Ketanji Brown Jackson’s historic Supreme Court confirmation provides a significant opportunity to illuminate the perception, as well as the reception, of Black women attorneys in the legal field.
It is the perfect catalyst for bringing to the forefront conversations around the challenges uniquely faced by Black women attorneys; how Black women lawyers are systemically denied leadership opportunities they’re qualified for; and how shifting these perceptions about Black women attorneys will positively impact the legal profession, the justice system and, ultimately, this entire country as a whole.
Fact: Thirty seven percent of U.S. attorneys are women and 4.7% of total U.S. attorneys are Black. Of that, Black women represent just over one-third of total Black attorneys and only 2% of all attorneys in the U.S.
Justice Jackson endured weeks of scrutiny and automatic presumptions of being unqualified because of President Biden’s focus on specifically appointing an African American woman, despite having a list of achievements that were virtually above reproach. She was judged (and criticized) in the court of public opinion based on her hair, her clothing, the ethnicity of her spouse, and other reasons totally unrelated to her capacity to perform.
Unfortunately, the same treatment that Justice Jackson was subjected to echoes the day-to-day treatment Black women attorneys who are trying to zealously defend and advocate for their clients receive everyday—both inside and outside of the courtroom.
Ask just about any Black woman attorney who’s spent time in a courtroom, and you’ll hear repeated, frustrating stories such as being admonished immediately upon walking through the doors due to being presumed as the defendant, despite their professional attire, briefcase in hand, and being in areas reserved for attorneys. Or you could be regaled with tales of being disrespected in court by an unchecked male opposing counsel.
Fact: Only 3% of Black women are in law firm leadership positions.
Here are just a few examples of the hurdles Black women everywhere are forced to combat and overcome daily because of ethnicity and gender—and that our newest Justice overcame with dignity and poise throughout her nomination and appointment process:
A Rose(mary) By Any Other Name
Back in 2018, the catchphrase “Atlanta’s got a mayor named Keisha” took the country by storm as a mantra symbolizing the significance of having a woman with an “ethnic” name be elevated to a position of power and leadership as mayor of Atlanta, Georgia.
Often in hiring practices, resumes with atypical names like Keisha and Ketanji are the kind that often placed at the bottom of the pile, without any regard for the candidate’s actual experience, skills, and abilities. Exclusionary tactics like this frequently result in Black women being unfairly judged, eliminated, and overlooked for leadership roles in law and across industries.
There’s hope that the times are-a-changing, though, because four years after Keisha Bottoms assumed her role as mayor, the Supreme Court of the United States of America has elevated another ethnically named woman to a position of power and leadership in this nation. Both stand as proof that negative connotations and preconceived notions about so-called “ethnic” names have absolutely no legitimate nor ethical place when it comes determining an individual’s qualifications, value, and intellect.
Her Crowning Glory
One of the major topics of discussion upon Jackson’s nomination was surrounding her chosen hairstyle. Some people loved her gorgeous locs, some weren’t too fond of them. Others marveled at the fact that she was “bold” enough to wear her natural hair.

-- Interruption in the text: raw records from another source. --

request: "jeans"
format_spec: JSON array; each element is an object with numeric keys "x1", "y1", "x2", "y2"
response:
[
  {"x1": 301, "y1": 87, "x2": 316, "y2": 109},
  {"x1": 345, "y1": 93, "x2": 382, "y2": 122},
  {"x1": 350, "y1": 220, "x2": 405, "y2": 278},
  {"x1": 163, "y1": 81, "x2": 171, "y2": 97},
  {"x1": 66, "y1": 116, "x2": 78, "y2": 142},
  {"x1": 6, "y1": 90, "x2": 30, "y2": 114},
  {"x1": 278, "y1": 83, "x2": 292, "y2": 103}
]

No matter what side of the discussion you fall on, there’s no denying that her locs were symbolic of the need for the continued passage of the Crown Act, state-level legislation that prohibits discrimination based on hair texture—an issue that’s predominately faced by Black women. There are currently a mere 12 states in the U.S. that have passed the Crown Act act, which definitively pushes back against the politicization and policing of Black women’s hairstyles that penalizes a woman for the way her hair grows naturally from her scalp.
All In The Name Of Loving
Many took notice to the public displays of support that Judge Jackson’s husband, a white man, exhibited prior to and throughout the hearings.
While interracial couples still face challenges to this day—especially those in the spotlight—it’s awesome that a decision made 55 years ago in Loving v. Virginia (where the plaintiffs were also a white husband and Black wife) by the very Court Judge Jackson will sit on is the reason she and her husband are able to be married. It’s poetic Justice, figuratively and literally.
During her confirmation hearing, Judge Jackson said, “I am here standing on the shoulders of generations of Americans who never had anything close to this kind of opportunity.” Her victory may be her ancestors’ wildest dreams, but for Black women lawyers everywhere who are waiting in the wings, it also symbolizes that prestigious appointments, high-level opportunities, and positions of power in the court room are within reach. It’s the promise of hope and progress for the future.